The space is a square about three-quarters of the total space above. Shelves line the two walls to the side of the ladder, some with jars containing spring fruits in syrups, the others empty. Two crates sit on the ground with empty jars waiting to be filled with summer fruits and vegetables. Momo peers at the jars of food while Allard walks to the back wall and begins opening chests. He makes it through two before spotting the bows and two quivers full of arrows propped in shadow in the corner.
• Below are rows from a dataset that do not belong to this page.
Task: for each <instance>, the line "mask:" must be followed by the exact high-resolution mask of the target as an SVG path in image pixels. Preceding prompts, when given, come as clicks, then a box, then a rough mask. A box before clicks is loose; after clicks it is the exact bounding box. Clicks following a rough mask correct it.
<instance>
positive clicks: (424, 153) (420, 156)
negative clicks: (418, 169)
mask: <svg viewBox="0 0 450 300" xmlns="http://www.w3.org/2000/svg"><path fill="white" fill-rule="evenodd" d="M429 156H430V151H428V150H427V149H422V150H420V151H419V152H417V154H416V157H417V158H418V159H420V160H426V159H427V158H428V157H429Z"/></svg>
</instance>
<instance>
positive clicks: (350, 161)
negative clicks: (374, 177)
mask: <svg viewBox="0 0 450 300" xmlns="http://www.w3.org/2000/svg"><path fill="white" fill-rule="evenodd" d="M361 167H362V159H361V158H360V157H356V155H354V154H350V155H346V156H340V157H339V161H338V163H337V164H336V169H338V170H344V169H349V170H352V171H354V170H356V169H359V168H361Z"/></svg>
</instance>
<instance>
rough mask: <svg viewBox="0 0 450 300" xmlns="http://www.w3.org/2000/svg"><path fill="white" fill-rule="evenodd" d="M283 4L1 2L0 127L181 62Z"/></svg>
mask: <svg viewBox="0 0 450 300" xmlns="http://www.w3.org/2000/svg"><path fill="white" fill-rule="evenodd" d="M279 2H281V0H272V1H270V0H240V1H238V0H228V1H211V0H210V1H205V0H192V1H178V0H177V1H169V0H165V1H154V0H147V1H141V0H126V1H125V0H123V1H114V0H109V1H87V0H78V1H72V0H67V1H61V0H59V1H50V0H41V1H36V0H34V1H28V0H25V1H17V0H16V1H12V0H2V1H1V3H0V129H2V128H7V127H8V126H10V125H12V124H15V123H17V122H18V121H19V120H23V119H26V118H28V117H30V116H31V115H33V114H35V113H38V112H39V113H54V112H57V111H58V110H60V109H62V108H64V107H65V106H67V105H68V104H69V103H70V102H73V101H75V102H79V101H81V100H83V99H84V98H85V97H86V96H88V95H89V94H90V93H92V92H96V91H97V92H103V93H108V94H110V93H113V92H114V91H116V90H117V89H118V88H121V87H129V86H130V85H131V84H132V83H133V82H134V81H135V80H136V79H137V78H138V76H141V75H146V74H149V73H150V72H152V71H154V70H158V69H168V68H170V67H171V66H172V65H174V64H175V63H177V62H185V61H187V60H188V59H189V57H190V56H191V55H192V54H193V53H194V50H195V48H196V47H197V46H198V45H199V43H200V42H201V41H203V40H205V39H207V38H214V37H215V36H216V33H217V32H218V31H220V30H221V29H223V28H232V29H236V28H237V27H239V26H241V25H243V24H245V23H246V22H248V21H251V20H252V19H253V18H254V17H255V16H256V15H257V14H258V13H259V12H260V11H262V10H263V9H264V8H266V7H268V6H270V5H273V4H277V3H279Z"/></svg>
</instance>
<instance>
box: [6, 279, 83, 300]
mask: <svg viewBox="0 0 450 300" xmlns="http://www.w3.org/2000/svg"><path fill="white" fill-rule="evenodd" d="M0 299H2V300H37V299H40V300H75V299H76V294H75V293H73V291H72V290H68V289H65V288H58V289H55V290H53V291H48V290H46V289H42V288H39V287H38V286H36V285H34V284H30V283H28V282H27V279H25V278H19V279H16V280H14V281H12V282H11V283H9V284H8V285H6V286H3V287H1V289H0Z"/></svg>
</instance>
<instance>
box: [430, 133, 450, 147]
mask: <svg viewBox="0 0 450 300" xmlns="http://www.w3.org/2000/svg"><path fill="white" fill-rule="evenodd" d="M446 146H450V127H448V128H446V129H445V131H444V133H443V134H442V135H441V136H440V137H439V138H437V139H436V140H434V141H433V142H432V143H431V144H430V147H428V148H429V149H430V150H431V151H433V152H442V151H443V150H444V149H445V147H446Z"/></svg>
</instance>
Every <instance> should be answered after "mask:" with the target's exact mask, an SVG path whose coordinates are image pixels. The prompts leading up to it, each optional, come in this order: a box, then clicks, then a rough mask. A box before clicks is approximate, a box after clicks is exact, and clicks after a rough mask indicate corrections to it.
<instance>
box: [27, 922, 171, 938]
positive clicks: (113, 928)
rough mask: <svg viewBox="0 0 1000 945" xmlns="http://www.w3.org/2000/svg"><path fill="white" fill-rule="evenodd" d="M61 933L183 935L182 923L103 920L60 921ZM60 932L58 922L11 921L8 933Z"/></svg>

“Here they are. They look okay, but I don’t know much about shooting with them.” He hands them to Momo, who plucks at the strings and purses her lips. “There are some arrows here too. Mikel tried to repair them when he could, so anything in the quivers should be okay.”
“This is really good, Allard. Is there anything else useful in those crates?” She grasped the bows in one hand and took the quivers from him with the other.
“Just some extra clothes in the top one, but I didn’t look through the others.”
“Well, we still have a couple of hours till nightfall. Let’s see what we can find here, and tomorrow we can search the other houses.”
Allard nods enthusiastically and turns back to the crates while Momo carries the weapons up the ladder and places them out of sight above. It isn’t much, but his chest puffs up a bit because he is finally able to help.